Mon Dec 07 06:41 PM -- 06:42 PM (PST) @ None
A kernel embedding of probability distributions into reproducing kernel Hilbert spaces (RKHS) has recently been proposed, which allows the comparison of two probability measures P and Q based on the distance between their respective embeddings: for a sufficiently rich RKHS, this distance is zero if and only if P and Q coincide. In using this distance as a statistic for a test of whether two samples are from different distributions, a major difficulty arises in computing the significance threshold, since the empirical statistic has as its null distribution (where P=Q) an infinite weighted sum of $\chi^2$ random variables. The main result of the present work is a novel, consistent estimate of this null distribution, computed from the eigenspectrum of the Gram matrix on the aggregate sample from P and Q. This estimate may be computed faster than a previous consistent estimate based on the bootstrap. Another prior approach was to compute the null distribution based on fitting a parametric family with the low order moments of the test statistic: unlike the present work, this heuristic has no guarantee of being accurate or consistent. We verify the performance of our null distribution estimate on both an artificial example and on high dimensional multivariate data.

#### Author Information

##### Arthur Gretton (Gatsby Unit, UCL)

Arthur Gretton is a Professor with the Gatsby Computational Neuroscience Unit at UCL. He received degrees in Physics and Systems Engineering from the Australian National University, and a PhD with Microsoft Research and the Signal Processing and Communications Laboratory at the University of Cambridge.

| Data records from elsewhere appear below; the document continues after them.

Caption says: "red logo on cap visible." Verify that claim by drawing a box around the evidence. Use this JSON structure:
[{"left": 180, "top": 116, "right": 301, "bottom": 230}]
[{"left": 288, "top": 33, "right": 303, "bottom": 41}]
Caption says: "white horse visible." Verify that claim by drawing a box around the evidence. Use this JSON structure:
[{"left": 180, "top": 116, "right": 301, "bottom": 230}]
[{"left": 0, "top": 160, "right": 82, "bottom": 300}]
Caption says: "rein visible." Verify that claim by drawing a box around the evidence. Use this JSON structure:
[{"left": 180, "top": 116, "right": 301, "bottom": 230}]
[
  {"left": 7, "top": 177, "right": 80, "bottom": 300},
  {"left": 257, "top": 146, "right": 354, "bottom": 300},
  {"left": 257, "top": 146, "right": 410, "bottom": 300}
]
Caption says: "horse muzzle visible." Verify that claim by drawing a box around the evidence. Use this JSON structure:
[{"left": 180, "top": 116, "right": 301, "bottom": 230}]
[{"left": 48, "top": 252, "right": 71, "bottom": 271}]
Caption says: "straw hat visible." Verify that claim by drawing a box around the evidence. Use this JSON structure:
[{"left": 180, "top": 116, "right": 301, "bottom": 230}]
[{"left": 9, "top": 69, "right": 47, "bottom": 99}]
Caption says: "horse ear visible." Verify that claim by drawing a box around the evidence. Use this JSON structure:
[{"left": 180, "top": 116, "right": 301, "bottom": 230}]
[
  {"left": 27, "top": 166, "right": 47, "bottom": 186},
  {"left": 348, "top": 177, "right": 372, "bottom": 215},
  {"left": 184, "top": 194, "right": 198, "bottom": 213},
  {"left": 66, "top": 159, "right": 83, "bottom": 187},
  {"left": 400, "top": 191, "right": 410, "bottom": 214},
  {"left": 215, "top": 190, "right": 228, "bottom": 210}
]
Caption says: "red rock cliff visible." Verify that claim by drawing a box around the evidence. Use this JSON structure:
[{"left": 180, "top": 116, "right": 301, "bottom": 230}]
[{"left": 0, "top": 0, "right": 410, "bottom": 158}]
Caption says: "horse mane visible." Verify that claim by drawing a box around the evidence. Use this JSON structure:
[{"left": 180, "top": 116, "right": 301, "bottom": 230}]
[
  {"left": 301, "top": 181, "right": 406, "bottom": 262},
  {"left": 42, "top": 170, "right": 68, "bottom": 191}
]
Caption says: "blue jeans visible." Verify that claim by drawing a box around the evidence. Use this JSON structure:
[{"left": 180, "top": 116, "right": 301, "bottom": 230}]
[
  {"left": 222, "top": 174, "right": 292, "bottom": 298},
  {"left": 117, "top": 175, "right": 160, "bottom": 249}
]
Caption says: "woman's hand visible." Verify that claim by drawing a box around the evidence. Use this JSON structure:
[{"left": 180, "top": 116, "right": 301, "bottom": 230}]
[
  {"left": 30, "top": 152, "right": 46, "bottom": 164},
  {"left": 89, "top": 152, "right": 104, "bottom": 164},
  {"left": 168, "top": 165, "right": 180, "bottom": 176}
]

He previously worked at the MPI for Biological Cybernetics, and at the Machine Learning Department, Carnegie Mellon University. Arthur's recent research interests in machine learning include the design and training of generative models, both implicit (e.g. GANs) and explicit (high/infinite dimensional exponential family models), nonparametric hypothesis testing, and kernel methods. He has been an associate editor at IEEE Transactions on Pattern Analysis and Machine Intelligence from 2009 to 2013, an Action Editor for JMLR since April 2013, an Area Chair for NeurIPS in 2008 and 2009, a Senior Area Chair for NeurIPS in 2018, an Area Chair for ICML in 2011 and 2012, and a member of the COLT Program Committee in 2013. Arthur was program chair for AISTATS in 2016 (with Christian Robert), tutorials chair for ICML 2018 (with Ruslan Salakhutdinov), workshops chair for ICML 2019 (with Honglak Lee), program chair for the Dali workshop in 2019 (with Krikamol Muandet and Shakir Mohammed), and co-organsier of the Machine Learning Summer School 2019 in London (with Marc Deisenroth).